Every patient deserves access to optimum world class healthcare, especially in an age where India is striving to become an attractive hub for medical tourism. Science and medicine can progress only if we constantly endeavour to improve our quality of care and patient outcomes. This is possible only in a scenario where we appropriately use the best resources available to us. If we compare global reimbursement, our figures stand out as being the lowest in the world. These figures are lower than free healthcare schemes for “below poverty line citizens” in some States… Is there a hidden agenda ?, asks (Dr.) Col. Anil Dhall…
Do we always have to be arbitrary in our decision making? Or, do we feel that all stakeholders in healthcare are defrauding the State? Do we want better healthcare for our citizens? Or, Do we wish to condemn ourselves to inferior/ older devices and substandard care? The Government has issued new reimbursement guidelines for Central Government Health Scheme (CGHS) beneficiaries for coronary angioplasty which defies logic.
Cardiovascular diseases are the No.1 GLOBAL KILLER (with India being the world capital of diabetes and cardio vascular diseases). Coronary Angioplasty with current generation Drug Eluting Stents in suitable patients has become the standard of care globally. Every patient is important and deserves the best therapy and device to ensure chances for superior outcomes, both in the long and short term. The devices under current use have been subjected to large clinical validation through extensive clinical trials. This ensures a reasonable creditability and optimal results. These trials cost billions of dollars in research. Global regulatory processes demand adequate evidence of superiority in terms of large scale outcome analysis.

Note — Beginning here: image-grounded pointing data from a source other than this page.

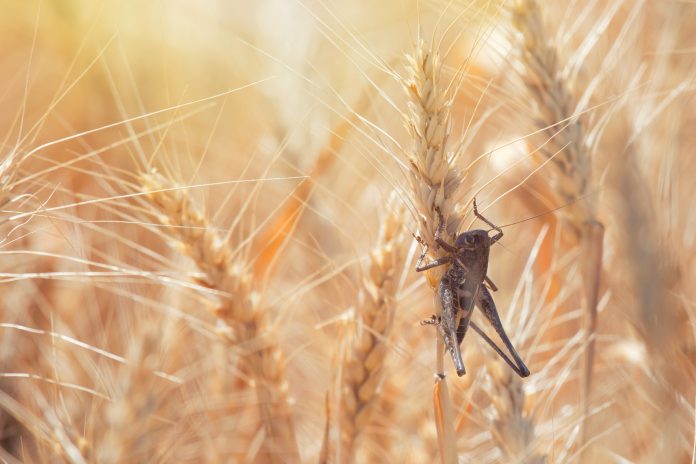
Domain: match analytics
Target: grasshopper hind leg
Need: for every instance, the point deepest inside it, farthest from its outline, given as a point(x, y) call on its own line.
point(485, 302)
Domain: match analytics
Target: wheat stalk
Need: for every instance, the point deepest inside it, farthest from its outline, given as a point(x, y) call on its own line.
point(513, 427)
point(363, 366)
point(436, 185)
point(566, 147)
point(242, 319)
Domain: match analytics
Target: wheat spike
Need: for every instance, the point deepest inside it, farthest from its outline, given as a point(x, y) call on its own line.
point(242, 319)
point(363, 366)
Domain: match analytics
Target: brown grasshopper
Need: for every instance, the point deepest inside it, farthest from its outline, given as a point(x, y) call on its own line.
point(462, 286)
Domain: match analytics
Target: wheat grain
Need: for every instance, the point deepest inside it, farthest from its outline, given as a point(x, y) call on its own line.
point(242, 320)
point(363, 366)
point(566, 146)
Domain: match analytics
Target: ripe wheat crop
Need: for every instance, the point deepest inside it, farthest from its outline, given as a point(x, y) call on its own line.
point(209, 213)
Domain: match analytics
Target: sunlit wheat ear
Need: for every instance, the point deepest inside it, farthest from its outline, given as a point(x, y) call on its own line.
point(363, 365)
point(513, 427)
point(662, 320)
point(564, 141)
point(243, 322)
point(436, 183)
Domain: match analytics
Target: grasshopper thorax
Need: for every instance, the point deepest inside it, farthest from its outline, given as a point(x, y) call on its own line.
point(473, 239)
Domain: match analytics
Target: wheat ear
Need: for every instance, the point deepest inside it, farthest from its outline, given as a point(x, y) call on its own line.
point(241, 317)
point(363, 365)
point(513, 427)
point(566, 146)
point(436, 184)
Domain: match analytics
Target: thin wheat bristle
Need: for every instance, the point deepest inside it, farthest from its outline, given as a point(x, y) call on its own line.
point(243, 322)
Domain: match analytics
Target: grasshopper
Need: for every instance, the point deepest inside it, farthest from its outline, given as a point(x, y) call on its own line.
point(463, 286)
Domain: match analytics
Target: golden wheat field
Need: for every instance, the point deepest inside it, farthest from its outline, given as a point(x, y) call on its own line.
point(213, 211)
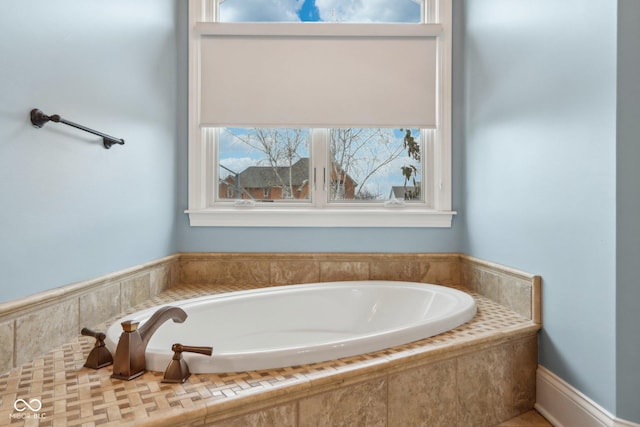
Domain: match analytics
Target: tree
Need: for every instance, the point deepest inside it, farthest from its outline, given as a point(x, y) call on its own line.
point(360, 153)
point(281, 147)
point(410, 171)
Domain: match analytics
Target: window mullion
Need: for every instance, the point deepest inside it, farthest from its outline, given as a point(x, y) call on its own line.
point(320, 166)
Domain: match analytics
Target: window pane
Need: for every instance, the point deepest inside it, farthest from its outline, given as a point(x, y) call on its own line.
point(375, 164)
point(320, 11)
point(263, 164)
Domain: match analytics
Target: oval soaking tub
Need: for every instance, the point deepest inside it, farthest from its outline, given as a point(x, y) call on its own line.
point(298, 324)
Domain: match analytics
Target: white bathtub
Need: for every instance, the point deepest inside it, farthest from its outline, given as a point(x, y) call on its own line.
point(299, 324)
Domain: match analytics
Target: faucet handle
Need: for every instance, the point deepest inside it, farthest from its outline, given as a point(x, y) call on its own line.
point(178, 370)
point(99, 356)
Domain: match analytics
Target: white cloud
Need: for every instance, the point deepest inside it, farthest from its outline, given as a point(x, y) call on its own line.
point(369, 10)
point(260, 10)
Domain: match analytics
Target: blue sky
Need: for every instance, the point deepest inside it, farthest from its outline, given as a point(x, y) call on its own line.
point(309, 11)
point(320, 10)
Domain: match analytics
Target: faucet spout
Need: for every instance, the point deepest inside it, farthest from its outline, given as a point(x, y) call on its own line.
point(129, 360)
point(158, 318)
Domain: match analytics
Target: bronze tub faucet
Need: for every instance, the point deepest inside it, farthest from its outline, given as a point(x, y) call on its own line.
point(129, 359)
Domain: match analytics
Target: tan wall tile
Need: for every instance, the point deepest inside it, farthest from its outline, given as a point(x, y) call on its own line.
point(333, 271)
point(525, 363)
point(225, 272)
point(424, 396)
point(442, 273)
point(411, 270)
point(362, 404)
point(42, 330)
point(134, 290)
point(6, 344)
point(100, 305)
point(516, 294)
point(294, 272)
point(279, 416)
point(160, 279)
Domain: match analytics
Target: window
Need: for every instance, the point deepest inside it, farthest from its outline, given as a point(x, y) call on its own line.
point(320, 124)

There is a perception that the therapy may not always be ethical and appropriate. Most developed nations have formulated their own “appropriateness” criteria and carry out random reviews of procedure to ensure process driven utilisation of resources. Every patient deserves access to optimum world class healthcare, especially in an age where India is striving to become an attractive hub for medical tourism. Science and medicine can only progress if we constantly endeavor to improve our quality of care and patient outcomes. This is possible only in a scenario where we appropriately use the best resources available to us.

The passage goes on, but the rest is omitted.